Hancock High, Bay High rivalry becomes unity to fight cancer

HANCOCK COUNTY, MS (WLOX) - Winning a football is one thing, but trying to win a fight with cancer in the name of one special student was the ultimate goal at Friday night's Hancock High versus Bay High football game.

Hancock High likes to tailgate, and so does senior Sara Sabbagh. But Friday's tailgate much different — it was in honor of her friend, Glenda Rockwell, who died of Hodgkin's Lymphoma in June.

"She was such a bright spirit just like any person here in Hancock County," Sabbagh said. "And with her passing was her bright spirit passed on to us. So not only has it passed on to us, it's passed on to all the schools in our area. … A death is not a symbol of separation, it's a symbol of unity. The community comes together over her to celebrate."

The game is normally called The Battle for the Paddle, but on Friday it was known as The Battle for the Cure. Proceeds from all T-shirts sales at the game went toward cancer research.

Sharon Gaudin saw the game from many perspectives. Gaudin is the wife of Hancock coach Rocky Gaudin, but she's also with Memorial Medical Oncology and coordinated a bone-marrow registry for the game.

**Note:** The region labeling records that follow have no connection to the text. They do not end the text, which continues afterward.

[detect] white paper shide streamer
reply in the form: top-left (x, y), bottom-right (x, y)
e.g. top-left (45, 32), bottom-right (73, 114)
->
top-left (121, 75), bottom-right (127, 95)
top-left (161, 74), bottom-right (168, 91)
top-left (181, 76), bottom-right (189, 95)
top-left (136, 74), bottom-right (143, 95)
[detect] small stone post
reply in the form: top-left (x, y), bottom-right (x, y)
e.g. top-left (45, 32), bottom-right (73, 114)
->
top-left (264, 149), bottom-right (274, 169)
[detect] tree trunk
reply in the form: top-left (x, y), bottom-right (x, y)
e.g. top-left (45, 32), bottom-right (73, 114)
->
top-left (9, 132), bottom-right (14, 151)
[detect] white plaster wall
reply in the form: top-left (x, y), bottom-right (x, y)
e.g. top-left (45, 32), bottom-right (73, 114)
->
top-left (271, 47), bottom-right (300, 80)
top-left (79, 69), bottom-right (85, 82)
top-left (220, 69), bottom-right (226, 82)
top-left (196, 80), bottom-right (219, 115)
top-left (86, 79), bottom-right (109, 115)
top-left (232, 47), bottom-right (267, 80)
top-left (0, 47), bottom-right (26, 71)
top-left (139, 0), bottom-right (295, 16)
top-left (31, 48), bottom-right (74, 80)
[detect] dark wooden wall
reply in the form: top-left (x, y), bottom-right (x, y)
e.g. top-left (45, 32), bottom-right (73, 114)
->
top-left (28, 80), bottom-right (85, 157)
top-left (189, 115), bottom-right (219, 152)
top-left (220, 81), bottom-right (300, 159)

"I've had calls from people saying can I come and just donate," said Gaudin. "I'm not particularly interested in the football game. Which is great. We love to have that."

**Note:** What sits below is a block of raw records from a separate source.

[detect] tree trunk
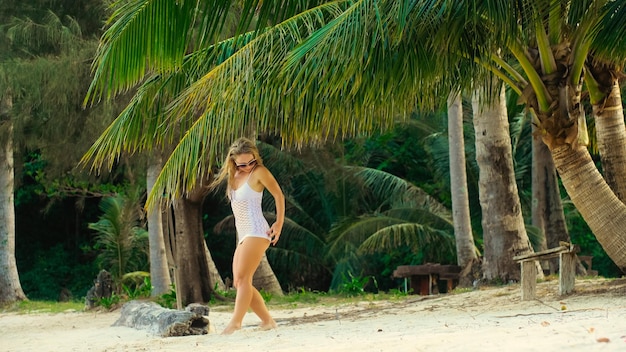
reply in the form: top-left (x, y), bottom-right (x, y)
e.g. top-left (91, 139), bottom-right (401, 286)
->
top-left (593, 79), bottom-right (626, 203)
top-left (551, 144), bottom-right (626, 273)
top-left (0, 97), bottom-right (26, 303)
top-left (146, 152), bottom-right (172, 297)
top-left (174, 180), bottom-right (213, 308)
top-left (252, 254), bottom-right (283, 297)
top-left (448, 93), bottom-right (477, 268)
top-left (472, 84), bottom-right (533, 282)
top-left (532, 132), bottom-right (570, 273)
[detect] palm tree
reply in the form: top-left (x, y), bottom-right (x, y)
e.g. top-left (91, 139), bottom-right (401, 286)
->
top-left (85, 0), bottom-right (626, 278)
top-left (448, 93), bottom-right (478, 268)
top-left (89, 192), bottom-right (148, 288)
top-left (472, 83), bottom-right (532, 282)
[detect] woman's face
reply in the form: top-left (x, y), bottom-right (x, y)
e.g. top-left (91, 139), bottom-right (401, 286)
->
top-left (233, 154), bottom-right (256, 172)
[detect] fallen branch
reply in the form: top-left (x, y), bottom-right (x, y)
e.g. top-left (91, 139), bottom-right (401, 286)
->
top-left (113, 301), bottom-right (210, 337)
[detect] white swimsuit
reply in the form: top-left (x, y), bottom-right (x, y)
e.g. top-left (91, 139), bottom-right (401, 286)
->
top-left (230, 170), bottom-right (270, 243)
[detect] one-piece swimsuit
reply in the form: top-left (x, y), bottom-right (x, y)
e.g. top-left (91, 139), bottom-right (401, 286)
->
top-left (230, 169), bottom-right (270, 243)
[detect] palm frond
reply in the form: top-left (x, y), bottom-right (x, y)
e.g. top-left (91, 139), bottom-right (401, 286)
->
top-left (85, 0), bottom-right (197, 102)
top-left (358, 223), bottom-right (456, 262)
top-left (356, 168), bottom-right (451, 218)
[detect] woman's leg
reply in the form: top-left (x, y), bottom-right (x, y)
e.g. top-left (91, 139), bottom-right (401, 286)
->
top-left (222, 237), bottom-right (276, 334)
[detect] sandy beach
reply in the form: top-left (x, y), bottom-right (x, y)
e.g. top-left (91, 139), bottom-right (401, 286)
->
top-left (0, 278), bottom-right (626, 352)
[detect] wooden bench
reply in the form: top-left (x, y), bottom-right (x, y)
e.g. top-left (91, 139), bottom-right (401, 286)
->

Among those who were part of the bone marrow registry was the entire coaching staff for Bay High School. The event had a big effect on both sides of the field.

"She was a great student," said Bay High freshman Ariana Moody. "She never let that cancer beat her down. Her saying was, 'Suck it up buttercup,' which was making her seem like, 'Oh, I've got this.' And it was really sad that she died."

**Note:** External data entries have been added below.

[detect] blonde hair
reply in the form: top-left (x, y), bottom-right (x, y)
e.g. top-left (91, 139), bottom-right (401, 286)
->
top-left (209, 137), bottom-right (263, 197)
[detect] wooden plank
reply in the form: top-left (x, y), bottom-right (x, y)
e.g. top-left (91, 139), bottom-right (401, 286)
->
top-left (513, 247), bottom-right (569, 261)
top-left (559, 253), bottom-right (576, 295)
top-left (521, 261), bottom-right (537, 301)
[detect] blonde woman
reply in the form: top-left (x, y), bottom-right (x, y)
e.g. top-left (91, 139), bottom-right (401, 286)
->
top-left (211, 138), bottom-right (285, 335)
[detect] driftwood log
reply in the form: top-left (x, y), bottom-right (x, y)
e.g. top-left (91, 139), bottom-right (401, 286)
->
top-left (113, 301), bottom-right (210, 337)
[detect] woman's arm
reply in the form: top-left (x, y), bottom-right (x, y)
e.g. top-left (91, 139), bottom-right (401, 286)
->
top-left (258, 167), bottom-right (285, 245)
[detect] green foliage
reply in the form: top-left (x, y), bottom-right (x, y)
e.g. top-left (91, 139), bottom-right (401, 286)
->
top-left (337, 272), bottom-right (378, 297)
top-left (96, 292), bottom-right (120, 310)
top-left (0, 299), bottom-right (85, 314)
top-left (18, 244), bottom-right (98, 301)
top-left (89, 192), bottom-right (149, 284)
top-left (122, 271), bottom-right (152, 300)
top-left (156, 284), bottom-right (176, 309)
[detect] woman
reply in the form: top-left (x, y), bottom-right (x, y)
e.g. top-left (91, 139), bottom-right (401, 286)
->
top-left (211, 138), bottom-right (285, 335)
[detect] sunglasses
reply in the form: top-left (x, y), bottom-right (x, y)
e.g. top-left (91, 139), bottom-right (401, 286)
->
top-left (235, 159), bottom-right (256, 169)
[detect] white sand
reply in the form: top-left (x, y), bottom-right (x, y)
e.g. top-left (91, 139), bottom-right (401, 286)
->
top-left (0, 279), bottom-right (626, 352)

It was all because of a senior wish by friend Shelby Anderson.

"I'm still kind of stunned right now," Anderson said. "I knew Glenda was loved but I didn't know she was this loved. Like there are just so many people, that I ... Words just can't describe my feelings right now."

Amy Coyne, principal of Bay High, says this will have a lasting effect.

"The community effort the ties that we have made with this school and the whole community are definitely things that won't end tonight."